Fuentes: China Didn't Make Americans Hate Data Centers

Funcionarios del Partido Republicano, inversores inmobiliarios y plataformas como OpenAI sostienen que el Gobierno chino financia e impulsa la creciente oposición local a los centros de datos en Estados Unidos. El informe de OpenAI difundido esta semana identificó una red de cuentas originadas en China que difundían mensajes contrarios a estas infraestructuras, y el senador Tom Cotton pidió al Departamento de Justicia que abra una investigación por una supuesta influencia del Partido Comunista Chino sobre la opinión pública. La empresa de análisis Graphika, que monitoriza el fenómeno desde hace un año, afirma no haber encontrado pruebas de campañas organizadas atribuibles a un actor extranjero y subraya que la conversación está liderada por actores estadounidenses.

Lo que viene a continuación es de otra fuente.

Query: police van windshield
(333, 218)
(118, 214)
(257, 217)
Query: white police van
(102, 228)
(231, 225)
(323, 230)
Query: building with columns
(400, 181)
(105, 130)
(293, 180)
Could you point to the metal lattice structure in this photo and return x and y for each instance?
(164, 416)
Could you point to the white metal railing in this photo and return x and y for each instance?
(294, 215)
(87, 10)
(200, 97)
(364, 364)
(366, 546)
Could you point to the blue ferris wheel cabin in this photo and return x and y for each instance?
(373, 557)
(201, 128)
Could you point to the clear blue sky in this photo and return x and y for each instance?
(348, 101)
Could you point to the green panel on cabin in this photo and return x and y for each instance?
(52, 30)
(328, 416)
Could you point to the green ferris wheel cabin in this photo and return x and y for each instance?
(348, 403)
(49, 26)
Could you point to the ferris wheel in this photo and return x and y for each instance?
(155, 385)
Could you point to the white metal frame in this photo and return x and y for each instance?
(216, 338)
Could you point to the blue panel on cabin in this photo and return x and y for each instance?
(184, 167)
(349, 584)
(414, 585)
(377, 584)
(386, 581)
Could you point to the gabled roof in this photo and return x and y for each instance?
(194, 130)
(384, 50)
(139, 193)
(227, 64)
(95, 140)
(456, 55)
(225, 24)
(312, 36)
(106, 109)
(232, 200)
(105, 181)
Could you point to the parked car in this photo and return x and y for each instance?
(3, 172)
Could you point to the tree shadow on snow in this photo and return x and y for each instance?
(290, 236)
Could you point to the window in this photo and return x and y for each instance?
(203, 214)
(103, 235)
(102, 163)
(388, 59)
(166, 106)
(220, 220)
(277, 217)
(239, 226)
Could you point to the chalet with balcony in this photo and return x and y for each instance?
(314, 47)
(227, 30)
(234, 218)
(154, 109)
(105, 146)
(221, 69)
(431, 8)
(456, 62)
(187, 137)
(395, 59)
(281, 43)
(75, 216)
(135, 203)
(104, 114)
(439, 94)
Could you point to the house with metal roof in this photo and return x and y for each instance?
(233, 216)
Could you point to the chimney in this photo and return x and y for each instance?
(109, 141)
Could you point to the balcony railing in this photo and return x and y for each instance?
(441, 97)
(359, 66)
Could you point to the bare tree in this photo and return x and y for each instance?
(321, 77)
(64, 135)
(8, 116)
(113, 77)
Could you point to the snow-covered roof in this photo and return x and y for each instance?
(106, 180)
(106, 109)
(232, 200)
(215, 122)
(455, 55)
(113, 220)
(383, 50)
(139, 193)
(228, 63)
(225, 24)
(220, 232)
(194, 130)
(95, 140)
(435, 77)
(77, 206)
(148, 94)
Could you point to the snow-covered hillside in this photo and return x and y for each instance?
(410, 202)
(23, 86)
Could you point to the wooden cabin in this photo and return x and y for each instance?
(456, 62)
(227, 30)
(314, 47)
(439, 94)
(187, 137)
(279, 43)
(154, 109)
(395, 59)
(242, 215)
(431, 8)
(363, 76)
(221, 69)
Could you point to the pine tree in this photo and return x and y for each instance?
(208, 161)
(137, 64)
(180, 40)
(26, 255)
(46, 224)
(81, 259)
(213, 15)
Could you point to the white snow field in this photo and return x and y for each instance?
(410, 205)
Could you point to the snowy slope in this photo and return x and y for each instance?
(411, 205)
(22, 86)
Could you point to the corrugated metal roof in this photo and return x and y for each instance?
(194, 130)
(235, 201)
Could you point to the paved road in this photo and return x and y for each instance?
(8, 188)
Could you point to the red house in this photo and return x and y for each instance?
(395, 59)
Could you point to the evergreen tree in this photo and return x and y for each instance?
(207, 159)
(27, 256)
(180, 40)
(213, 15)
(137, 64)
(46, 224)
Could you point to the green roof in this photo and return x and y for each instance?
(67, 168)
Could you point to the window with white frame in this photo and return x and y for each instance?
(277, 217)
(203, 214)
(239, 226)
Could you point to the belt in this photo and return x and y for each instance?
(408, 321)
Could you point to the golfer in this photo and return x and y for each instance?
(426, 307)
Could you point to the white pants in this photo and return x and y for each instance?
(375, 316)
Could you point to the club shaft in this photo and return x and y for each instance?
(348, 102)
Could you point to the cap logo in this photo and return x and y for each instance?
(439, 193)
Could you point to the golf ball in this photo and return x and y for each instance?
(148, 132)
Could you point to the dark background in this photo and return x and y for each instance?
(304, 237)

Un informe del Bitcoin Policy Institute, citado por el inversor Kevin O'Leary y por legisladores republicanos, sostiene que existen conexiones financieras entre grupos opuestos a los centros de datos y el Gobierno chino. Expertos consultados por WIRED, como Kyle Chan, investigador de Brookings Institution, y Graham Webster, de Stanford, consideran que la tesis carece de sustento: las discusiones bilaterales sobre inteligencia artificial entre académicos chinos y estadounidenses son habituales, y los medios estatales chinos se limitan a replicar coberturas ya publicadas en prensa estadounidense. Más de la mitad de los estadounidenses apoya una moratoria al desarrollo de centros de datos, según una encuesta reciente de Heatmap, lo que muestra que el rechazo tiene raíces domésticas. Los analistas no descartan que actores extranjeros intenten amplificar en el futuro el descontento, pero piden cautela antes de atribuirle un impacto significativo.